From truckers hitting the road before sunrise, to professionals driving into work, to parents shuttling their children to school and activities, broadcast radio has long had a home in America’s cars.
In fact, for over a century, radio has held a special place in the hearts of Americans, providing free, accessible entertainment and information to millions. Day-to-day, AM radio is where listeners tune in to familiar, staple formats like news, talk, and sports. In times of disaster, AM radio proves reliable in delivering crucial emergency messages. NRB has long been a staunch supporter of AM radio, anticipating and responding to challenges in the business and regulatory environment.
The next challenge: a move to eliminate AM radio capabilities in new electric vehicles. Automakers claim that the higher levels of electromagnetic interference in electric vehicles causes disruption that leads to static and high-frequency noise, and some have opted to remove the AM radio altogether to avoid this potential annoyance to customers.
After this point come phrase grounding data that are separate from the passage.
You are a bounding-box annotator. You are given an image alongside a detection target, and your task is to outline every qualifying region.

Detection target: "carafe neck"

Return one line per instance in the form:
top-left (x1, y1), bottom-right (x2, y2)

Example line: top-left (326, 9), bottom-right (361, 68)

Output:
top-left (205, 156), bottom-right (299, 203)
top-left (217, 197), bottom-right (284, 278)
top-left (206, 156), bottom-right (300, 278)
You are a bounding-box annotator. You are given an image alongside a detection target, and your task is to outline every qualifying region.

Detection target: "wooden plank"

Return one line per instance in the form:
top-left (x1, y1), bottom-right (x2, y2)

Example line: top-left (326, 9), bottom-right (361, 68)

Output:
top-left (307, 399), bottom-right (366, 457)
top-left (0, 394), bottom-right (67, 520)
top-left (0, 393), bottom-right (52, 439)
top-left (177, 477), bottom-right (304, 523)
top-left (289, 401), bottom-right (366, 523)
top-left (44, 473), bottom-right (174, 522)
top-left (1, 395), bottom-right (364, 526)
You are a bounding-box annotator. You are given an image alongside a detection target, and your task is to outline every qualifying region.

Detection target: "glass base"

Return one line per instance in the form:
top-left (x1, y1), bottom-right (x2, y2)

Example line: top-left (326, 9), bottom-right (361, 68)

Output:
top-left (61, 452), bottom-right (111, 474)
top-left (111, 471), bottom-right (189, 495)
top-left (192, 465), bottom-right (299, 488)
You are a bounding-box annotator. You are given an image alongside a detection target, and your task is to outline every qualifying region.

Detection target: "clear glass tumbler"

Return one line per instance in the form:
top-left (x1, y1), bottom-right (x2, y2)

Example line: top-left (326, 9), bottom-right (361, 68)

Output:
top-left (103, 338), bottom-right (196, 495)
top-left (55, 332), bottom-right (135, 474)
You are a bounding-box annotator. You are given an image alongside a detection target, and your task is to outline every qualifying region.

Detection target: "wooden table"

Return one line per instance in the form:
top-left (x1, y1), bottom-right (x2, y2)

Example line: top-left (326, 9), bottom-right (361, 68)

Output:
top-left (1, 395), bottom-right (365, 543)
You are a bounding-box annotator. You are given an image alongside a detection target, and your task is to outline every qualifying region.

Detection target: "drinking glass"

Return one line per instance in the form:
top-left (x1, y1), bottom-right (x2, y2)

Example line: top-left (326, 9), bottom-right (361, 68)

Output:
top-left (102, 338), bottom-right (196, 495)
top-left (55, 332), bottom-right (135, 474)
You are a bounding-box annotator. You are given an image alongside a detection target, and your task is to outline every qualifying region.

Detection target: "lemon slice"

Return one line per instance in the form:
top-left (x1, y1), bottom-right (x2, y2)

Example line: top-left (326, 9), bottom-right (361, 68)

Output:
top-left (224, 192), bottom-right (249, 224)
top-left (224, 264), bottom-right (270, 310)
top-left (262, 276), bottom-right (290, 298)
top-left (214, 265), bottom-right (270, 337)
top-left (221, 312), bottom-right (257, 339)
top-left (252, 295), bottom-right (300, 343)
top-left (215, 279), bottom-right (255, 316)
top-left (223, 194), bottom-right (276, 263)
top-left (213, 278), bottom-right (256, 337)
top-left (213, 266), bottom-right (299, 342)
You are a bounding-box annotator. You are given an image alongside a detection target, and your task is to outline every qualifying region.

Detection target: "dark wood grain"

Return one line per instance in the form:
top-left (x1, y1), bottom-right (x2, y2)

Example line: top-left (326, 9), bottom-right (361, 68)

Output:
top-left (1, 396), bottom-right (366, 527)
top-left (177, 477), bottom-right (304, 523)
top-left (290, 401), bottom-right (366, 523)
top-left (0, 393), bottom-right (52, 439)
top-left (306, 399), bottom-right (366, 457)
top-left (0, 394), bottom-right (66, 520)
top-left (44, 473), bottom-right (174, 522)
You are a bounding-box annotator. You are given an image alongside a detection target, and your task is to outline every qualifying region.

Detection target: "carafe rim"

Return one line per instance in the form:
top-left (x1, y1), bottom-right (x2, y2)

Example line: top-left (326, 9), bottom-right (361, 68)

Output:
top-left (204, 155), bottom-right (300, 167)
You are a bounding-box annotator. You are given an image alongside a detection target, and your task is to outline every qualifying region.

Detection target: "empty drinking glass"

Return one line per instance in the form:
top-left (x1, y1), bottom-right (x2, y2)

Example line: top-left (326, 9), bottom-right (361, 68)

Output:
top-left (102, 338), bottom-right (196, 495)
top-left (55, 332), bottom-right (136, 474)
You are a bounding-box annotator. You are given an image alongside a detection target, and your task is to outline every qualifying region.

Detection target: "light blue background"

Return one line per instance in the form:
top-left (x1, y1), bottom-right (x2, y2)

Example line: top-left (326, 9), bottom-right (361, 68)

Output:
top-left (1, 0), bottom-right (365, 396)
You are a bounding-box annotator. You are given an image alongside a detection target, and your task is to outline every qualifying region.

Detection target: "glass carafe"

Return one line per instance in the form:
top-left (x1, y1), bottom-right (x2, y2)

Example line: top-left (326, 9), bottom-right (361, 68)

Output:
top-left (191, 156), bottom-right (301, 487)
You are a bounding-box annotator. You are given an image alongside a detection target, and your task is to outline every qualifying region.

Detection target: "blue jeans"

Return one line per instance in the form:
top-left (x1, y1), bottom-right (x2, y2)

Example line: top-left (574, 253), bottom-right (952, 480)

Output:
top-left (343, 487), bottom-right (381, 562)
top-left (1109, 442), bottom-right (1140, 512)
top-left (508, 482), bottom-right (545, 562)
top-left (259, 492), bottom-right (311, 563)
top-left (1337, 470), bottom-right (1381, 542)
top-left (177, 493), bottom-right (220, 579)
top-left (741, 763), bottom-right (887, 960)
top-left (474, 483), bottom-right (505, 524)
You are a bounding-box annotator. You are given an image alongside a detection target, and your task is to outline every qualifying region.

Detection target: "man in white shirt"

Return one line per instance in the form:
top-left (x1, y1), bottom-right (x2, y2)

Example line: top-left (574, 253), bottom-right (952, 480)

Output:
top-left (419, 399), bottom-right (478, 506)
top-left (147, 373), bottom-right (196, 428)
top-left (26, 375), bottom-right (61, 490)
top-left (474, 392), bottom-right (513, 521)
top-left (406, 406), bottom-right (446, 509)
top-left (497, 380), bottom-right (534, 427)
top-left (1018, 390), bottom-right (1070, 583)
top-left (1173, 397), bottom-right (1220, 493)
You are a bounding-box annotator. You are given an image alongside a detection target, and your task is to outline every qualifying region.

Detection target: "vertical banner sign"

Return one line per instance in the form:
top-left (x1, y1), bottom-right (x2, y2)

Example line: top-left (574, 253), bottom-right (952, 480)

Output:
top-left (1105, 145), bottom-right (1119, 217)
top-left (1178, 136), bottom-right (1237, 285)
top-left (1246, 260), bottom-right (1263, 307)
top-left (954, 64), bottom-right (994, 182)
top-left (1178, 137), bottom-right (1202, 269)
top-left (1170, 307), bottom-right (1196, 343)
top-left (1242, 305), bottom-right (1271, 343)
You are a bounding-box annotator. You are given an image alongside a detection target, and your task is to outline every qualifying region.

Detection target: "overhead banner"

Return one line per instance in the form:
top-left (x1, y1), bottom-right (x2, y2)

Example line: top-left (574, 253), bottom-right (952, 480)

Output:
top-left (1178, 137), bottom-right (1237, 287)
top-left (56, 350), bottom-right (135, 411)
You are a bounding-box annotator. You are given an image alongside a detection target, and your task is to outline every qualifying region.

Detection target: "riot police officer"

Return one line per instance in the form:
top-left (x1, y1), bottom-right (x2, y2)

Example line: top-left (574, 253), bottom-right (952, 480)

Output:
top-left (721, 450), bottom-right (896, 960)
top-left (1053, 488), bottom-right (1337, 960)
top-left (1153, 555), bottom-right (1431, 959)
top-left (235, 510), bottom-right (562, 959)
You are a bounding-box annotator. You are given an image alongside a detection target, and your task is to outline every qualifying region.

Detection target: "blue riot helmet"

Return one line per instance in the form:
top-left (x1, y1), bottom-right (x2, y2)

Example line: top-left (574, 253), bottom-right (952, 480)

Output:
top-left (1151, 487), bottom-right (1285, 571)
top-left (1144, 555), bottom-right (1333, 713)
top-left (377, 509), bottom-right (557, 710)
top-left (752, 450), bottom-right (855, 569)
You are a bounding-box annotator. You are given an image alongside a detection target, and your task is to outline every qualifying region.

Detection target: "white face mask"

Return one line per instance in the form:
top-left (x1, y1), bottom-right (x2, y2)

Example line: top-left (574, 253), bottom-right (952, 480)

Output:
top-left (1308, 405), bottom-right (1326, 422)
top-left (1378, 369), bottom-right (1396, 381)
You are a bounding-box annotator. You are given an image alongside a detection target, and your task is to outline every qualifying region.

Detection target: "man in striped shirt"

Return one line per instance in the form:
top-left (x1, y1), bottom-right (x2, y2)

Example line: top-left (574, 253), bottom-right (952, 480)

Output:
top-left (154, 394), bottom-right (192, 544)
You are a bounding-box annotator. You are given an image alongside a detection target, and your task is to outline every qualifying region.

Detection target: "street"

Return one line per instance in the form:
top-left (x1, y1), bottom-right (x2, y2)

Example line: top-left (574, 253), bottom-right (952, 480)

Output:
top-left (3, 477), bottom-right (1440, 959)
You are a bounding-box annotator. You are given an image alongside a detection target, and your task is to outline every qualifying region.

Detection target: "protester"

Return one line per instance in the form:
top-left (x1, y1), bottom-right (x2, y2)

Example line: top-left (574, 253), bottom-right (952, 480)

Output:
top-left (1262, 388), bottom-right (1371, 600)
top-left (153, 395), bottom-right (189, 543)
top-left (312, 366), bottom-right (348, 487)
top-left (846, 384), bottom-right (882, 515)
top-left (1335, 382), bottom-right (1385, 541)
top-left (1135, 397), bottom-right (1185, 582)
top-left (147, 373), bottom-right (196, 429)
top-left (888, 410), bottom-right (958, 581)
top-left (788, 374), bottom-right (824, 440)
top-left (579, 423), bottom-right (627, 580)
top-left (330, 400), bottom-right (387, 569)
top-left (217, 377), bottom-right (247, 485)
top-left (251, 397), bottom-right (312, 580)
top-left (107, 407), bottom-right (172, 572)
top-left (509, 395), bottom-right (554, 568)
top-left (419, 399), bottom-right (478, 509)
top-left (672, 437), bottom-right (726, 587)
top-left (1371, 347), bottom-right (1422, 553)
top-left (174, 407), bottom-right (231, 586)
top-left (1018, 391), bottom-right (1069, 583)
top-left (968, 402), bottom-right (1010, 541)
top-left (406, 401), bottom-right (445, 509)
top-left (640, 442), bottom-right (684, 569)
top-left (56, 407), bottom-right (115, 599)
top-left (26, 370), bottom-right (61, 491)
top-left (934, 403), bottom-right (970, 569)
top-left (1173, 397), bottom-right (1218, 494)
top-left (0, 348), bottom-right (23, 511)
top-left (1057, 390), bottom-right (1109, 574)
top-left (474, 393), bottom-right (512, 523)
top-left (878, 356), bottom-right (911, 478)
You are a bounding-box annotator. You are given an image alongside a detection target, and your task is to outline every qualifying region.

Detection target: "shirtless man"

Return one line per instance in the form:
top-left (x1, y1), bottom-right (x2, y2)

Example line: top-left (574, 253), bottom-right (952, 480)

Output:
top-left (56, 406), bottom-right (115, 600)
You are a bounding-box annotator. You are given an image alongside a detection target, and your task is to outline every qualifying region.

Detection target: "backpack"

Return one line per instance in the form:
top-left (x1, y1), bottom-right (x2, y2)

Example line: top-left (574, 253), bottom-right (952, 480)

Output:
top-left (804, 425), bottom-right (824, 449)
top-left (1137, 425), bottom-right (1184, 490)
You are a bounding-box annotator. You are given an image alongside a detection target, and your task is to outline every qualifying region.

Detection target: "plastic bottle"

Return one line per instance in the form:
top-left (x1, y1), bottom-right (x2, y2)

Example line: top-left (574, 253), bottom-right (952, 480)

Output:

There are workarounds, however: by using technology such as shielding cables or filters, this problem could be easily resolved.
The NAB explains:
“Automakers in the U.S. and around the world have taken steps to combat interference on the AM dial in electric vehicles without sacrificing vehicle performance, including utilizing a simple software upgrade that reduces noise and interference. There are also nascent technologies that deliver clearer, more reliable signals free of interference while also enabling broadcasters to offer additional content channels for listeners. Broadcasters are committed to providing a more dynamic, uniform listening experience that takes full advantage of infotainment displays in modern vehicles.”
Despite the fact that 47 million Americans listen to AM radio and 90 percent of auto buyers think broadcast radio should be standard in every vehicle, automakers such as Ford and Tesla have made the alarming move to remove AM radio from their latest electric vehicle models. This move has been met with opposition by broadcasters and emergency management professionals alike.
The removal of AM radio poses a significant threat to federal authorities’ ability to respond to natural disasters. In a letter to the U.S. Department of Transportation Secretary Pete Buttigieg, seven former FEMA heads warned that “Because of the great distances that its signal carries, and due to its resilience during even the worst natural disasters, the success of the National Public Warning System hinges on the use of AM radio. However, should EV makers continue removing AM radios from their vehicles, this vital public safety system will no longer function as intended.”
FCC Commissioner Nathan Simington echoed their sentiment in a statement and argued that “The public safety community and the American public rely on AM radio. Auto manufacturers now, and increasingly in the future will, rely on spectrum. Care should be taken to weigh the velocity of innovations against the stability of institutions.”
Congressional leaders have also shown concern that this move will pose “a significant communication problem during emergencies,” as Senator Ed Markey (D-Mass.) urged twenty electric vehicle manufacturers to reconsider their move and maintain the use of AM radio in their vehicles. In responding to Markey, automakers differed “wildly,” with some car makers maintaining their decision to remove AM capabilities, others pledging to keep AM radio in the dash for now, and one—Kia Corp.— writing, “We are not aware of issues with electromagnetic interference with AM radio signals from our EVs.”
More than just the loss of life-saving emergency messaging capabilities, the loss of AM radio in cars is a serious blow to the millions of Americans who have had a life-long relationship with broadcast radio. As the NAB notes, “AM radio has transported millions of listeners to the front lines of history for more than a century. Local AM stations have also been the source of entertainment and connection to our communities, providing pioneering sitcoms and serials, religious services, presidential addresses, talk shows and ballgames.” America does not want to lose their valued source of entertainment and information that they have relied upon for their whole lives. Simington noted this relationship in defending the trusted service:
“While many in rural communities depend upon AM radio for information about emergencies, particularly alerts about weather, AM radio is important for more than just emergency information and alerting. AM radio informs and entertains tens of millions of listeners. Broadcasters spend decades developing relationships with the local communities that they serve, and the trust engendered by those relationships pays dividends back through community-informed reporting. And, just like emergency alerting, an informed and engaged citizenry serves as an essential foundation for public safety.”
“Local radio plays an essential role in keeping the community connected and informed, and the AM format is still a staple for radio listeners,” said NRB President & CEO Troy A. Miller. “It’s also time-tested and resilient in times of emergency. Ensuring compatibility between AM radio and new electric vehicles is a worthy investment in public safety.”
Counting 123 AM stations as NRB members, plus hundreds more AM stations affiliated with NRB member organizations, NRB is a historic champion of AM radio and will continue to monitor and advocate on this issue.